Places I’ve Visited: Kotor, Montenegro

Kotor bay 3

Montenegro mapLast fall, fellow Peace Corps Volunteer Karla and I visited two of our Balkan neighbors to the north:  Montenegro (called “Mali i Zi” (black mountain) in Albanian) and Croatia — both parts of the former Yugoslavia.

Immediately upon crossing the border into Montenegro, we could see how different it was than Albania.  The trash littering roadsides was gone, houses showed less wear and disrepair, the countryside was no longer dotted with half-finished construction, and so on.

Fjord 1
Kotor Bay looking mysterious.

Our destination was Kotor, a small town linked to the Adriatic sea by the Bay of Kotor with its fjord-like land (sea?)-scape.  We needed a stopping point on our way to Croatia and had heard that Kotor, a walled city dating to medieval times, was worth seeing.  We didn’t realize until we got into Montenegro, however, that the country was so picturesque, so full of interesting sights and so conducive to tourism.

Kotor Bay 2
Kotor Bay with a more sunny disposition.

We soon realized that we had underestimated all that the country has to offer and wished that we had allowed more time for that part of our visit.

Montenegro is one of the former Yugoslavia’s lesser-known republics.  It is exceedingly small (population ~650,000 as compared to Albania’s 3 million, Croatia’s 4 million+ and even tiny Kosovo’s 1.8 million) and it declared independence from Serbia only in 2006.  Nonetheless, country is quickly becoming an elite tourist destination.  Thanks to its natural beauty and its frequent appearance on “top destination” lists, tourism is a prime driver of the country’s economy.*  Unlike Albania, which is still considered more of an adventure tourism destination, Montenegro has the infrastructure to support “real” tourism.  The country still lags EU infrastructure standards, but has several key features that Albania lacks: English is spoken widely; there’s a coherent, predictable bus system (meaning there are schedules, bus stations and posted fares); tourism operators are better organized and more user-friendly; accommodations and attractions are less bare-bones; etc.

*Not sure if this is true, but it makes a great anecdote:  During a conversation with the owner of a Montenegrin travel agency, he told us that, because Montenegro’s web domain is “.me”,  the sale of web-site addresses eclipses that of tourism revenues. 

In fact, even though the World Bank considers both Montenegro and Albania as “upper-middle income” economies, it is clear that Montenegro is in much better shape than Albania.  In the “who-had-it-better/worse” Communist horse race, Yugoslavia was one of the winners and Albania was at/near the bottom of the pack.
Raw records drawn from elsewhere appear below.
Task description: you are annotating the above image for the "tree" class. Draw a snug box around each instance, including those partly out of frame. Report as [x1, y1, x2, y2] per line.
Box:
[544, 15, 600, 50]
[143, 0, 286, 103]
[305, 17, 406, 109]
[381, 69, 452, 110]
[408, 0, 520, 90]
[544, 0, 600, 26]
Tito, the former leader of Communist Yugoslavia, was dramatically progressive in comparison to Albania’s Enver Hoxha.  The Yugoslav government was relatively outward-focused for a Communist regime, with more interaction with foreign (non-Communist) countries and more open borders, which allowed for tourism and contributed to economic growth and better infrastructure.  In contrast, Hoxha’s Albania was not unlike current-day North Korea: sealed off, paranoid, repressive, desperately poor.

Kotor wall
The walled old town of Kotor (on the right) is nestled into the side of a rugged mountain

Kotor is a current-day port city (cruise ships included) with a walled old town built into the side of a mountain.  We were able to stay within the old town itself and spent most of our time exploring the narrow winding streets, open plazas and ancient churches.  The day was rainy but with waterproof shoes, rain parkas and umbrellas the only thing we skipped was the 1000+ steps that led to the outlook over the city.